The comprehensive report delves into the dynamics of the global CCUS market, presenting market size in both value (USD millions) and volume (thousand metric tons).
Key Growth Drivers:
Government support for carbon capture projects, increasing demand from the oil and gas industry for enhanced oil recovery, and increasing focus on carbon credits and several factors that are fueling this substantial growth:
Growing demand for carbon-neutral products: Driven by increasing sustainability goals, heightened consumer awareness, and regulatory pressure to reduce carbon footprints, the demand for carbon-neutral products is a significant catalyst.
Rise of CCUS hubs: The emergence of integrated CCUS hubs is accelerating large-scale carbon capture efforts by connecting industries, infrastructure, and storage solutions in key regions.
Renewed momentum around CCUS projects: Stronger climate policies, ongoing technological advancements, and increased investments in decarbonization are reinvigorating CCUS projects globally.
Synergies with carbon dioxide removal (CDR) technologies: The collaborative efforts of CCUS and CDR technologies, combining capture, storage, and direct air removal, are paving the way for deeper decarbonization solutions.

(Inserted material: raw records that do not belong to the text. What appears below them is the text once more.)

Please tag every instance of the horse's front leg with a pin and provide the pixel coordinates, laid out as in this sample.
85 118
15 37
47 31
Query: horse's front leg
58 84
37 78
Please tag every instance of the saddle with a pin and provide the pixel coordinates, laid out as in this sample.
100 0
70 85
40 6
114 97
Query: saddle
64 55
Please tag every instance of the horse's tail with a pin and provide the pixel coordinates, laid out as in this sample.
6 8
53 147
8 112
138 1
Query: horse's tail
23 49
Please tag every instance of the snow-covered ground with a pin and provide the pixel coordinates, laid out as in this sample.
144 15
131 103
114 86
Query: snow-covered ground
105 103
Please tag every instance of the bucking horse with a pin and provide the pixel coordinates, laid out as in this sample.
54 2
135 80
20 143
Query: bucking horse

Interesting Market Insights:
The report uncovers several noteworthy trends and developments within the CCUS landscape:
Cost reduction focus: R&D efforts in CCUS are heavily concentrated on reducing costs, particularly in carbon capture, which currently accounts for approximately 75% of total capital expenditure. The U.S. Department of Energy (DOE) aims to lower carbon capture costs to under $40 per ton by 2025 and an ambitious $30 per ton by 2035.
Regional leadership in utilization: China and Japan are leading the way in CO₂-based polymer production, outperforming Western firms in R&D for utilizing captured carbon in the chemical industry.
Cement industry adoption: The cement industry has recently embraced CCUS, with Heidelberg Materials Brevik pioneering the effort with a 0.4 MTPA capture capacity. The sector is anticipated to scale up rapidly, reaching 16.5 MTPA by 2030.
Significant emissions reduction potential: According to the International Energy Agency (IEA), CCUS could contribute to 25% of emissions reductions in iron and steel, 63% in cement, and over 80% in fuel transformation by 2050, highlighting its critical role in achieving climate goals.
Market Segmentation and Dominant Segments:
The report segments the market by technology (pre-combustion, post-combustion, and oxy-fuel combustion), service (carbon capture, transportation, storage, and utilization), and industry (oil and gas, power generation, chemical and petrochemicals, and others including cement, iron and steel, hydrogen, and ammonia).
The carbon capture segment is projected to dominate the service market over the forecast period, while the oil and gas segment is expected to remain the largest in terms of industry.
North America holds the largest market share, driven by a strong presence of prominent technology suppliers, robust technological infrastructure, surging demand for CCUS technologies, and increasing carbon capture capacity, particularly in the bioenergy sector.